Любой, кто имел хоть малейшее отношение к мятежу якобитов, мог подумать лишь об одном: о французском золоте. О несметных сокровищах, которые, по слухам, втайне послал своему кузену Карлу Стюарту Людовик Французский. Однако сделал это слишком поздно.
Одни утверждали, что в ходе отступления, предшествовавшего разгрому при Каллодене, хайлендеры припрятали французское золото. Другие уверяли, что Карл так и не получил сокровища и золото было спрятано на всякий случай в какой-то пещере на северо-западном побережье, неподалеку от места, где его сгрузили с французских судов.
По мнению одних, тайна золота канула в Лету, так как владевшие ею погибли в битве при Каллодене, а некоторые заявляли, что некое семейство горцев прекрасно знает, где спрятан клад, но никогда не откроет этого из верности данному слову. Так или иначе, никто золото не нашел. Пока.
Французский Грея не слишком беспокоил, он, успевший побывать на континенте с походом, говорил на этом языке довольно прилично, но вот варварское наречие хайлендеров было недоступно ни ему, ни его офицерам. Пожалуй, лишь сержант Гриссом понимал несколько слов, наученный шотландской нянькой.
Деревенским майор не доверял: а что, если и вправду пришелец говорит о сокровище? Французское золото! Нет, разумеется, золото должно перейти короне, но находка могла стать для самого Грея чрезвычайно полезной. Без сомнения, подобная удача – обнаружение почти легендарного клада – откроет ему путь из ссылки в Ардсмьюире в столицу, к цивилизации: ни опала, ни немилость не смогут противостоять волшебному сиянию французского золота.

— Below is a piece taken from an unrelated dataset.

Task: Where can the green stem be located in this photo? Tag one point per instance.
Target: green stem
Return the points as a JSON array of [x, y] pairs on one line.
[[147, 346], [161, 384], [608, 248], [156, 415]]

Грей сжал зубами кончик пера и нечаянно его откусил. Вот дьявол! Разумеется, нельзя обращаться за помощью ни к деревенским, ни к офицерам. Значит, придется идти на поклон к заключенным. Пожалуй, только их можно привлечь без риска, поскольку узники не смогут воспользоваться узнанным в личных целях.
Хм, загвоздка! По-гэльски говорят все из них, английский известен многим, но по-французски говорит лишь один заключенный.

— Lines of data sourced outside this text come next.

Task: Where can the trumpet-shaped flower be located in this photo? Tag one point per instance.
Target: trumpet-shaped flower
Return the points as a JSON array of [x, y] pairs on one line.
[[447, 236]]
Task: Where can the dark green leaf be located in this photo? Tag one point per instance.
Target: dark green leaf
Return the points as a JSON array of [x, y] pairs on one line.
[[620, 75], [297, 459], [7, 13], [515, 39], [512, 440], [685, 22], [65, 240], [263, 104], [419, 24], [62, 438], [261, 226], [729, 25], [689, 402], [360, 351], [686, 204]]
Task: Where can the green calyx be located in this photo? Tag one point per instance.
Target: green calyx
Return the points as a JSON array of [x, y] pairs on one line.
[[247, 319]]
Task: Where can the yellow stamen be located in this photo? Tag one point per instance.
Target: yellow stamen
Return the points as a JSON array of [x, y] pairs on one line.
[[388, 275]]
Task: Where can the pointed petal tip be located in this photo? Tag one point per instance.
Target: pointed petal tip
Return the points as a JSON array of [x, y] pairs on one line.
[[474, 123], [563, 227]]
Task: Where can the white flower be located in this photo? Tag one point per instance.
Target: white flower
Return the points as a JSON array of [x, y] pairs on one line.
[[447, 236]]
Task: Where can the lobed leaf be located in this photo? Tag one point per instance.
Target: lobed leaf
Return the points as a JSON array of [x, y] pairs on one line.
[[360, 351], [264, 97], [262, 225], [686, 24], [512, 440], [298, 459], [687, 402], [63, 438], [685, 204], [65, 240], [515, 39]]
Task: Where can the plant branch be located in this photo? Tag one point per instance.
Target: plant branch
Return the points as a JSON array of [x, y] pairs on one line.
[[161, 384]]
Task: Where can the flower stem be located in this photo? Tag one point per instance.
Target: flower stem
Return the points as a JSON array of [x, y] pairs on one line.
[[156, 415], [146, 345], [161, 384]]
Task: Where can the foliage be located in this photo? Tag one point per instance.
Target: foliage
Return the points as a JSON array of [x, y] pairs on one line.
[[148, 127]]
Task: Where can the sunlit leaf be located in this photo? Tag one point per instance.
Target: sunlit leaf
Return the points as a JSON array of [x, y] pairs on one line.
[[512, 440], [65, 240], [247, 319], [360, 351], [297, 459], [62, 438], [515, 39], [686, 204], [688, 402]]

«Он образованный человек», – всплыл в памяти голос полковника Кварри.
– Проклятье! – пробормотал Грей.
Однако делать было нечего: Эллисон сообщил, что больной при смерти, и времени на раздумья не оставалось. Майор выплюнул перо и крикнул:
– Бран!
В дверь сунулся встревоженный капрал.
– Да, сэр?
– Приведи заключенного по имени Джеймс Фрэзер. Живо.
Начальник тюрьмы возвышался над тяжелым дубовым столом, как над крепостью, которой тот в каком-то смысле был. Потными руками Грей оперся на гладкую столешницу, а в его шею врезался белый краешек тугого воротничка мундира.
Горели все имевшиеся свечи, и в кабинете было светло, словно днем. Дверь отворилась, и в комнату, звеня цепями, вошел узник. Сердце майора застучало еще сильнее. Пару раз ему уже приходилось видеть Фрэзера во время поверок во дворе (рыжая шевелюра и могучий рост не позволяли ошибиться), Джону Грею не выпадала возможность увидеть его лицо вблизи.
Фрэзер выглядел по-другому, не так, как тогда. Это стало для майора и облегчением, и в то же время потрясением: он помнил гладко выбритое лицо и взгляд, то угрожающий, то насмешливый. Однако теперь перед ним предстал человек с короткой бородой, державшийся хоть и с опаской, но спокойно. В знакомых Грею темно-голубых глазах не промелькнуло никакого узнавания. Арестант молча стоял посреди кабинета и ждал.
Грей откашлялся. Сердце не стало стучать медленнее, но хотя бы не мешало говорить.
– Мистер Фрэзер, – начал он, – благодарю вас за приход.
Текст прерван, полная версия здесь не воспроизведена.